“That I may gaze on the loveliness of the LORD…” (Ps 27).
I sat in my usual place on Mary’s side of the church for the 5:30 evening Mass, which is why I didn’t spot Felicia until it was time for Holy Communion. She’d come to St. Matt’s with Anthony, and Anthony always sits on the Joseph side off the main aisle.
It must’ve been a Thursday, my day to serve as an extraordinary minister of the Eucharist. Following the fraction rite and the centurion’s prayer, the celebrant entrusted me with the Precious Blood, and I made my way over to the Joseph side of the church to await communicants.
“The Blood of Christ,” I said as I presented the chalice.
“Amen,” the first recipient replied with a bow before receiving.
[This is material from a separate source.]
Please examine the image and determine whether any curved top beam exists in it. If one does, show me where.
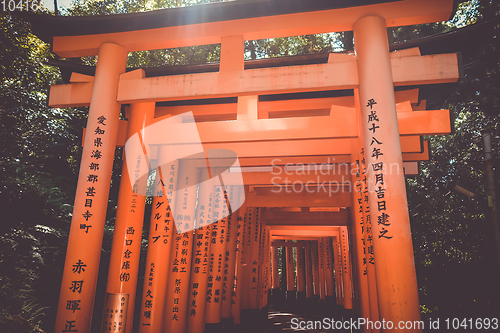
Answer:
[23,0,454,57]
Once the vessel was returned, I swiped it with a purificator, rotated it slightly, and held it ready for the next in line.
Only the next in line eventually was Felicia – and I admit I was taken aback. “The Blood of Christ,” I said holding the chalice aloft, and I know my eyebrows went up as well. St. Matt’s wasn’t Felicia’s parish, and I’d never seen her there for daily Mass before. Plus I knew she’d been sick, very sick – too sick, I would’ve surmised, to be out to a parish on the other side of town.
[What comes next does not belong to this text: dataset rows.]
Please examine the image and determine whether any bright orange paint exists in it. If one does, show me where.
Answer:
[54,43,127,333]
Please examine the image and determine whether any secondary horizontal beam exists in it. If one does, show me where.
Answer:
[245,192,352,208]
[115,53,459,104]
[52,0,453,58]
Felicia caught my expression and flashed her wide smile. “A-men,” she said with emphasis. After receiving her sacred sip and handing back the cup, she leaned in: “Come talk with me afterwards.”
Following the closing prayers, I tracked her down in Anthony’s pew. They were talking – rather Felicia was talking and Anthony was listening. She looked fatigued, but she spoke with her characteristic passion nonetheless, expostulating, pointing. When I walked up, she grabbed my hand, clutched it, clasped it tight – and kept on talking. “It’s in the way,” she was saying to both of us as she motioned toward the altar with her free hand. “Someone needs to tell the priest to get that cross out of the way – get a smaller cross.” She was referring to our altar crucifix, which, admittedly, is on the tall side. “It’s in the way,” Felicia repeated. “It blocks the gestures, the epiclesis. Nobody can see the epiclesis.” Still hanging on to my hand – as if to ensure I was listening, that I was catching the urgency of her entreaty – she emphasized the importance of an unimpeded line of sight during the consecration.
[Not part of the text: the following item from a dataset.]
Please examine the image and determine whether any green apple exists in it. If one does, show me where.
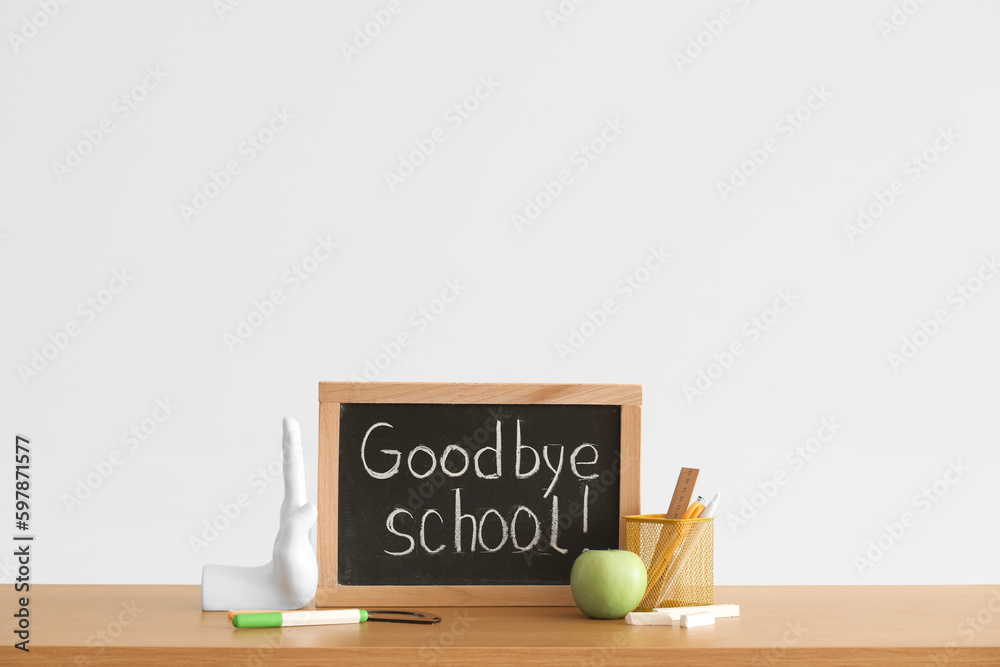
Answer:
[569,549,646,618]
It was awkward – I felt like I was intruding on a moment of intimacy, for it was clear that there was more behind Felicia’s animated pleas than a liturgical preference. She kept staring at the altar, staring at the place where her visual participation in the epiclesis and Eucharistic offering had been disrupted – gestures that, in the words of Sofia Cavalletti and Patricia Coulter, “express the covenant in a visible way: God’s self-giving to us, our gift of self to God.” Through her eyes, Felicia seemed to be reaching out to the Good Shepherd whose self-giving appearance on the altar had been momentarily obscured.
In time, the three of us made our way to the exit where we briefly embraced and said our goodbyes. I took off, but Felicia remained behind on the steps to continue tutoring Anthony – to extend and expand the delight of that shared liturgical encounter.
The whole episode was somewhat dreamlike, even strange, yet I was so glad for it. It turned out to be a blessed and serendipitous opportunity to take leave of an old friend. A week and a half later, I heard that she’d passed away – at home, surrounded by her family, peaceably.
Fr. Tom Shoemaker, Felicia’s former pastor, came over from Fort Wayne to celebrate her funeral Mass. “That was her place, right down there,” he said during the homily, pointing out the first pew where Felicia’s family was seated. “She’d sit there in the front, leaning over, on the edge of her pew – as if to be as close as possible to the Word, listening with full attention, ready to respond.”
Listening – and watching, I’ll bet. Just like she did at St. Matt’s, yearning and stretching, thrusting aside distractions, zeroing in on the Good Shepherd, and inviting others to join her – through her words and teaching, yes, but particularly through her forward-looking example.
“Here below we know God…by the idea we have formed of him,” writes Frank Sheed, but “in heaven, our seeing will be direct…. That is why the very essence of the life of heaven is called the Beatific Vision – which means the seeing that causes bliss.”
Felicia’s life revolved around promoting and instilling blissful sight – in her family and friends, in her school, in the children given into her care, including my children. What a blessing to be remembered that way. God, I hope I live my life such that I can be similarly remembered. Toward that end, I’m banking on Felicia’s prayers, like an unseen clutch of the hand, like a nudge. Redirect my vision accordingly, Lord. Help me see what she saw.